Или не тех же самых, но крайне на них похожих?
Показав мальчику язык, Нина осмотрелась, заметила возлежавший на верхней полке массивный чемодан с золочеными инициалами «АК», попыталась его поднять, что не получилось, но тут на помощь к ней пришел проводник, опустивший кофр на пол, и Нина, раскрыв его, стала искать бархотку хозяйки.
Когда она наконец с нужной деталью аксессуара появилась в купе Анны, та, прихорашиваясь у зеркальца, недовольно произнесла:
— Милочка, почему так долго? И отчего вы притащили лиловую? Я же русским языком вам сказала — черную! Ах, понимаю, вы только на французском со мной общаетесь! Охотно повторю и на французском!
И она, как отметила Нина, с прекрасным французским прононсом пояснила, что желает получить черную бархотку.
Хотя — Нина это отлично помнила — пять минут назад требовала лиловую.
Графиня Вронская, улыбнувшись Нине, сказала:
— Ах, Анна Аркадьевна, черное вам так к лицу, как немногим! А лиловый старит!
— Вы так находите? — вырывая у Нины из рук бархотку, спросила Анна. — Гм, неужели в самом деле старит?
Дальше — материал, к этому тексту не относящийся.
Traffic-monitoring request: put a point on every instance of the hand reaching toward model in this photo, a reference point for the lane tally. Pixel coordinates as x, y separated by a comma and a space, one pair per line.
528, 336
А черный, думаете, нет?
— Вы так молоды и прелестны, что можете позволить себе носить черное безо всякой задней мысли, — вздохнула старушка. — Это я ряжусь во все черное после того, как четыре года назад скончался мой супруг, граф Кирилл Иванович, причем так мучился, бедняжка, так мучился, у него же был рак, под конец такие боли, да и облысел он совсем, хотя всегда гордился своей шевелюрой, но если бы не доктор Дорн…
Окаменев, Нина подумала, что не так что-то расслышала. Старая графиня что, в самом деле только что сказала, что ее помершего четыре года назад от рака мужа лечил доктор Дорн?
Однако спросить графиню напрямую она, конечно же, не могла: прислуга, к тому же чужая, просто не имела права задавать такие вопросы — тем более разговаривали-то Анна и старуха Вронская, а она просто бессловесно присутствовала при этом!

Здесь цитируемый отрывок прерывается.